If you are like our family, this March is packed full to the brim of sports, spring break and so much more. I love to have easy dinner options ready for those crazy days! This recipe for Cream Cheese Chicken Pockets always hits the spot for hubby and oldest son Drew!
This recipe is so easy and requires very few ingredients. It is absolutely delicious, and I promise you won’t be able to eat just one! They are so light fluffy and oh so decadent!
Cream Cheese Chicken Pockets
1 bag Tyson Fully Cooked Grilled Chicken Breast Strips, 12 oz. shredded
1 7oz. tub Arla Cream Cheese removed from package and softened in the microwave
2 8-count packages of crescent rolls
2 cups breadcrumbs
1 stick butter, melted
salt/pepper to taste
¼ tsp. garlic powder
¼ tsp. onion powder
Preheat oven to 350 degrees F.
Place shredded chicken and softened cream cheese in a bowl.

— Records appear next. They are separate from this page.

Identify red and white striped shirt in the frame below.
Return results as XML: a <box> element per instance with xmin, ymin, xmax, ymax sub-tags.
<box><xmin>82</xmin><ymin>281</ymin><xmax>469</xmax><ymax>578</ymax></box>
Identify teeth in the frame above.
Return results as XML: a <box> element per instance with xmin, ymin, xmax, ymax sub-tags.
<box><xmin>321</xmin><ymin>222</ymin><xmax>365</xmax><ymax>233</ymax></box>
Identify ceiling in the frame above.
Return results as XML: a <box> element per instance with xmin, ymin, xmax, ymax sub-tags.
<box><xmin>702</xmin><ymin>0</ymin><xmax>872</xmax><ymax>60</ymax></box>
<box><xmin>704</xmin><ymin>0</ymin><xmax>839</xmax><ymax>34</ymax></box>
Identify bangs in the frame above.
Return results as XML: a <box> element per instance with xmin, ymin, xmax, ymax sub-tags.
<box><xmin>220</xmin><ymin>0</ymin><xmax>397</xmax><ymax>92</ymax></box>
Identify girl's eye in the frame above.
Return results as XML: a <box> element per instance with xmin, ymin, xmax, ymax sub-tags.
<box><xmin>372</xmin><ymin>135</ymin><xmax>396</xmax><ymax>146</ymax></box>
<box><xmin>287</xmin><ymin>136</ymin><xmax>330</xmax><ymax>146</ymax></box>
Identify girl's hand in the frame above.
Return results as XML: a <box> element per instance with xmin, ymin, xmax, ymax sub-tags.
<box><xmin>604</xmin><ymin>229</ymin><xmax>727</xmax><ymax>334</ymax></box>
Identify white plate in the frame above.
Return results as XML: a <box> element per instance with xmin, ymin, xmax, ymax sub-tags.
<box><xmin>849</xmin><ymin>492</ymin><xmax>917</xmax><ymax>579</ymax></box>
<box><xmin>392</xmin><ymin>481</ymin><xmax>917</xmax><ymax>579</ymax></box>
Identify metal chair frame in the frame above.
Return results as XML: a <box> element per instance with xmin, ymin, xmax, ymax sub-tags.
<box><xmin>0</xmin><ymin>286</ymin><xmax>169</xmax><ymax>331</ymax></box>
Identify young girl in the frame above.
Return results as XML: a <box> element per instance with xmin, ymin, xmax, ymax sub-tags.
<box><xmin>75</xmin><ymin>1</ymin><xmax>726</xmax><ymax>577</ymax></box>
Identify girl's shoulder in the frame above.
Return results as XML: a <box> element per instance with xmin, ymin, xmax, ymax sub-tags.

Add in seasonings and mix until combined.
Unroll the crescent dough. Use 2 squares of dough to form your pocket. Place the chicken mixture inside the dough and fold over to form a “pocket”.
Dip the chicken pockets in the melted butter then into the breadcrumb mixture.
Place the pockets in a baking dish and bake until golden brown.
Serve with your favorite vegetable or salad and enjoy! My guys love this dish and ask for it quite frequently!